NASDAQ poised to bounce back from oversold position
Yesterday NASDAQ went... nowhere, but by the most indirect route possible, heading both down sharply and up sharply before closing essentially flat for the day. Although there was no significant net bullish interest, the significant thing is that the bearish enthusiasm clearly evaporated, indicating that the market may be "oversold", that it has reached "selling exhaustion", where everybody that might sell has already done so. That doesn't mean that it is ready to rebound a lot higher, but does mean that bulls at least have a hint of some breathing room.
NASDAQ remains hovering at the bottom of its trading range – technically it is a couple of points below the March peak, but that's close enough to be statistical error (less than 0.1%.) We could drift along in this hovering posture in a very narrow trading range for a bit longer, but traders don't like very narrow ranges, so if NASDAQ won't break cleanly below that March peak, the only other palatable option is to push higher, back towards the July peak of the trading range. This is not a certainty, just a tendency.
NASDAQ futures are up moderately, but the same question remains as to whether people will really pile on to the opening pop, or sell into any rally. We know what the futures prices are, but we don't know the intentions of people after the market opens.
We could see a bit of a short squeeze, which could accelerate in this slow summer trading, but it could easily peter out as well.

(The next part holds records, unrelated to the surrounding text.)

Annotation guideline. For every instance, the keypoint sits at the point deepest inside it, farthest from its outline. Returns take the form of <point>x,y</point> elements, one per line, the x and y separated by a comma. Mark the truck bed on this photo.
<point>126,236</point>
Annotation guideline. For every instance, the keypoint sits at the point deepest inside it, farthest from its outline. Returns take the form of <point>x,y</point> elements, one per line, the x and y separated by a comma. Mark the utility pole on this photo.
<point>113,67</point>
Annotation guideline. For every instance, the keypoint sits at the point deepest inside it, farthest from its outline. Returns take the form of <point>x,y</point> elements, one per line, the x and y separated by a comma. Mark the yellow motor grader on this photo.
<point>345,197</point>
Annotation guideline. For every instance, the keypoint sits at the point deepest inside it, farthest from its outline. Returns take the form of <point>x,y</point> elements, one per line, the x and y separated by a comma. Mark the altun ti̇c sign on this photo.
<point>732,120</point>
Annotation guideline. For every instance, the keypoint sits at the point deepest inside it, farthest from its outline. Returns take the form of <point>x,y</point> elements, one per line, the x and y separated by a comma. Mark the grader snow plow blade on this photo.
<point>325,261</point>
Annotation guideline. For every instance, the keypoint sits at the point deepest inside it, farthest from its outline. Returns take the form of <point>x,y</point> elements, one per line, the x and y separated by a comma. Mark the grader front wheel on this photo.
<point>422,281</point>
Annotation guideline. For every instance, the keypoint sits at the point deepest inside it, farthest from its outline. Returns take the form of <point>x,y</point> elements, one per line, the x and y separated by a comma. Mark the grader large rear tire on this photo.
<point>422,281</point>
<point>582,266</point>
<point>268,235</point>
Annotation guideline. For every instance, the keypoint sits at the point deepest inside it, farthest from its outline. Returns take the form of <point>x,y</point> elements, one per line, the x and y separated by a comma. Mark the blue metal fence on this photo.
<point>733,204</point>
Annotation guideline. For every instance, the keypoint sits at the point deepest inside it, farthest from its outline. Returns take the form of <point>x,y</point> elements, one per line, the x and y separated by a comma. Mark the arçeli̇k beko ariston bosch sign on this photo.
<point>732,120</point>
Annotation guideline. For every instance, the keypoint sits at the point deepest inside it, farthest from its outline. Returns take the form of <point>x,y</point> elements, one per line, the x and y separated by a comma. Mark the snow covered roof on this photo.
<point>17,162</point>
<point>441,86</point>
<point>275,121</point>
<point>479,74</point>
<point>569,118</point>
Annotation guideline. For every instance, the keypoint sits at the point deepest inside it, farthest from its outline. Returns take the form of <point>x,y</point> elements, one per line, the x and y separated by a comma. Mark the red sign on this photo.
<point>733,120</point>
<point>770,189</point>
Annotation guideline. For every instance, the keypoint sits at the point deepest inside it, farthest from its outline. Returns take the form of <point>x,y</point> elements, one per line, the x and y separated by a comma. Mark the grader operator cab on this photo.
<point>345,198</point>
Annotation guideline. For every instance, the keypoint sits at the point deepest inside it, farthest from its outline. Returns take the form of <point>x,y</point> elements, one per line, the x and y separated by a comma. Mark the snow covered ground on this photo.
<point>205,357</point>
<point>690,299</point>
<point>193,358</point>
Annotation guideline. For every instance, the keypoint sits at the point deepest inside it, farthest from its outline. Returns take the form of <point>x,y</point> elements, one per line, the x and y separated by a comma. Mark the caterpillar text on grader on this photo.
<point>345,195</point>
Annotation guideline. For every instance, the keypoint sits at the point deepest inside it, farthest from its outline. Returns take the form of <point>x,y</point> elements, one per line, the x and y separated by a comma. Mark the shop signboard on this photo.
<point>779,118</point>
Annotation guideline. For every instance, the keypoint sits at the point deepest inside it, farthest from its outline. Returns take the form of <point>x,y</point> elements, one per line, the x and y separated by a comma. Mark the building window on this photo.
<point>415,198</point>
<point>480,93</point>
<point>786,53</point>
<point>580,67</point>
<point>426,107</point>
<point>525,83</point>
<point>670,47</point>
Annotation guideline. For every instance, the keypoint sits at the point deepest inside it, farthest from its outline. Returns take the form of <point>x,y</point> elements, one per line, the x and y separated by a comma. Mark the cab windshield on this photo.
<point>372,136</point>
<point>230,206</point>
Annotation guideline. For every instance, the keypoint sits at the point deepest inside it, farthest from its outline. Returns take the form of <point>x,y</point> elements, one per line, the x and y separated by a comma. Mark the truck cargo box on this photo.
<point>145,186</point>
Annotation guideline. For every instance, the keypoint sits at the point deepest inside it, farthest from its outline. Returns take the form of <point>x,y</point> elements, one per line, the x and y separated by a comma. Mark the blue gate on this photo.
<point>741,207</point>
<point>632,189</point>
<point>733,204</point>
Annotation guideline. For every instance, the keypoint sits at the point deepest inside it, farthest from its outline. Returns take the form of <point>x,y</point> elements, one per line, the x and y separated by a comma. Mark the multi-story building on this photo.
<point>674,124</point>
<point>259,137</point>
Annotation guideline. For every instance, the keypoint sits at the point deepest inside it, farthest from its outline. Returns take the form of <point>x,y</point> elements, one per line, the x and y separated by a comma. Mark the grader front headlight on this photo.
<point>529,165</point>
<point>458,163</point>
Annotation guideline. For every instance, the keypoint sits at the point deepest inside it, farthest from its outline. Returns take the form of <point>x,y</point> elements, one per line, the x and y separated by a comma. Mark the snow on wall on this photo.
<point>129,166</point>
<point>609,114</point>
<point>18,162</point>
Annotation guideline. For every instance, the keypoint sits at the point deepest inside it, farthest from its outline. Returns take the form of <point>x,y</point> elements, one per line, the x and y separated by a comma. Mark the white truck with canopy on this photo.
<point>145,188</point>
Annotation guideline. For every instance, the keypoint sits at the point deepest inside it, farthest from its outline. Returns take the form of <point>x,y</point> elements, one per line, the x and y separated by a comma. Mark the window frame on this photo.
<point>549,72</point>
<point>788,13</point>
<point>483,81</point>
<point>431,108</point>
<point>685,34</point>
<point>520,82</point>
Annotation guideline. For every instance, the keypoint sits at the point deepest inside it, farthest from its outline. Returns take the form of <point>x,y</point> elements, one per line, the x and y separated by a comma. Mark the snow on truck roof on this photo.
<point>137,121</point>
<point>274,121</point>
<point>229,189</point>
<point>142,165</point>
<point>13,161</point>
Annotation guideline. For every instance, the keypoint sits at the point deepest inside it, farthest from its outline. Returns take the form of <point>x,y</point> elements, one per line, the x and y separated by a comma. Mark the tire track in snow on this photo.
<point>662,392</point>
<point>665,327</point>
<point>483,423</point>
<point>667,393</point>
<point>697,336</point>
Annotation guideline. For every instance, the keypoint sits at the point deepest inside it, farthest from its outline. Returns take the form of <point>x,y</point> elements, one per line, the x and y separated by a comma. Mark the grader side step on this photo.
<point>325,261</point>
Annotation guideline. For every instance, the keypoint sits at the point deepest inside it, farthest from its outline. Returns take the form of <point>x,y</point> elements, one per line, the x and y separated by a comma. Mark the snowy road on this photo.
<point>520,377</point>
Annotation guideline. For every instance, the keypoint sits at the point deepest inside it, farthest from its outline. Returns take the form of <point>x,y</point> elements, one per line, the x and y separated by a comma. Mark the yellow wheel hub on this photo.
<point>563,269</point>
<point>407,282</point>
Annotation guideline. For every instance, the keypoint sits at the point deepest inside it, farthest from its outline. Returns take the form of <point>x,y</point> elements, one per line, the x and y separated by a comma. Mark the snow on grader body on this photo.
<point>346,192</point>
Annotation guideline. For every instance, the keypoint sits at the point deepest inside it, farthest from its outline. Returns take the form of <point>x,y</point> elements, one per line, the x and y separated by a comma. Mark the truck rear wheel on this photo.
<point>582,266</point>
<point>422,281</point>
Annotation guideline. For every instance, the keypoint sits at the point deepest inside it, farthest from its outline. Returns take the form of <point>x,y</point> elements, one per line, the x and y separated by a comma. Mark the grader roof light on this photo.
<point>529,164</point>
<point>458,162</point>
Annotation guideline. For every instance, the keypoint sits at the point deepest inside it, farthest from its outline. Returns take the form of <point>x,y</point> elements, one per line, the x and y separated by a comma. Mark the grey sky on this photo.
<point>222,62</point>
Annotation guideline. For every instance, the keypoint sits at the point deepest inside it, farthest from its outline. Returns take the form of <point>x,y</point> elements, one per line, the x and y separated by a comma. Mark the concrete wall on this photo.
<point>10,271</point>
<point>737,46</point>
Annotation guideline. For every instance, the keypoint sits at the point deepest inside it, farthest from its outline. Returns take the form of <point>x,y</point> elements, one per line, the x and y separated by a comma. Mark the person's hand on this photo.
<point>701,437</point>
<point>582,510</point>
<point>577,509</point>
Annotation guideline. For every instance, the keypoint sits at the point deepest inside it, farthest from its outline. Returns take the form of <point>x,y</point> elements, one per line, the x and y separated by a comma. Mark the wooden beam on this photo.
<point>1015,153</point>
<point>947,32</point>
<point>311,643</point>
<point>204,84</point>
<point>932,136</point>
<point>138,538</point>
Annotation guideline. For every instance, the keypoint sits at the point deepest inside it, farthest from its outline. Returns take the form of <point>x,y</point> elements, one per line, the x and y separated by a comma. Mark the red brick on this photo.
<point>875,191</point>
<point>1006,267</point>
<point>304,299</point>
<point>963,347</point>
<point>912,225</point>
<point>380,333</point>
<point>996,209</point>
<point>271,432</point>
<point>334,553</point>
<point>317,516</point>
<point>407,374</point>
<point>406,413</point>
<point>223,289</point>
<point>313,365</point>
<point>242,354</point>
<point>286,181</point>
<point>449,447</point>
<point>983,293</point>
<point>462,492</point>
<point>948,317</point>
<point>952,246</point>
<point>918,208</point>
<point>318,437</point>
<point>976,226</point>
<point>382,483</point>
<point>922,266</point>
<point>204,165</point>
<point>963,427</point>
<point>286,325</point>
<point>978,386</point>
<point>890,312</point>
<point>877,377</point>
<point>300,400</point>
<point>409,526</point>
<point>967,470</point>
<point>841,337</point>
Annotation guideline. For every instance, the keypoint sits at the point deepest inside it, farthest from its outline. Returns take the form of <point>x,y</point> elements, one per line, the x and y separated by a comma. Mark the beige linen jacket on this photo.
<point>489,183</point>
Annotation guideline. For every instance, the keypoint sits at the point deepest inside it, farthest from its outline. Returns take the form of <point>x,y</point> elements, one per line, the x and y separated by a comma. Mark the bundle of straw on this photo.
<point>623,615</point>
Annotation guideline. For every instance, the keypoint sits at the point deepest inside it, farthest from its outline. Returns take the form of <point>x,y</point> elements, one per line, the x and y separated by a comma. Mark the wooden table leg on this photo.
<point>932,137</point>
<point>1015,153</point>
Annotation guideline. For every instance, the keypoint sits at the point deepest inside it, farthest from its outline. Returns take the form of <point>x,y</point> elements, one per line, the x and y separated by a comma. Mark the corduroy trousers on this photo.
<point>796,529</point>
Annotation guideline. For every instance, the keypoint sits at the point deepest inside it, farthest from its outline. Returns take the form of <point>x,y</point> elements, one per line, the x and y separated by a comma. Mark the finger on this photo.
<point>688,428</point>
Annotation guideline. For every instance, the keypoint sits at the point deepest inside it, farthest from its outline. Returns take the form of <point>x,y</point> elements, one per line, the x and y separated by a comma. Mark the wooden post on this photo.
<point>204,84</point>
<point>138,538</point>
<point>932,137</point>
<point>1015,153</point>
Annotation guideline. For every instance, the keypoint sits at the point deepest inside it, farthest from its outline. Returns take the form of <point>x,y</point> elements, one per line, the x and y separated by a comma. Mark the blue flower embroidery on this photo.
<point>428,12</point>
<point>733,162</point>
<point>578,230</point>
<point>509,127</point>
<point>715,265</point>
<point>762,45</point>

We're getting near the end of the bulk of the Q2 reporting season, so although we will see volatile action in individual stocks, overall activity could become more muted. We could see a drift down as enthusiasm for Q2 wanes, but we could also see some less-speculative money flow into the market now that the uncertainty of Q2 is evaporating. And any "buy the rumor, sell the news" effect is likely to have mostly run its course.
Geopolitical events are not a major factor here. Traders and short-term speculators just use bad (or good) news as a cover for their underlying bias.
We have two major factors here now, the ongoing, incremental improvement of the economy on the plus side, but anxiety over whether the Fed might withdraw "accommodation" at too fast a pace on the downside. My view is that Yellen is more of a dovish pragmatist, so she will go easy on withdrawing Fed stimulus until GDP picks up more solidly and the unemployment rate drifts down closer towards 5.5%. The stock market probably has a good solid year, if not two, to go before interest rates begin to have even a remotely negative impact on the real economy. It's mostly about perceptions.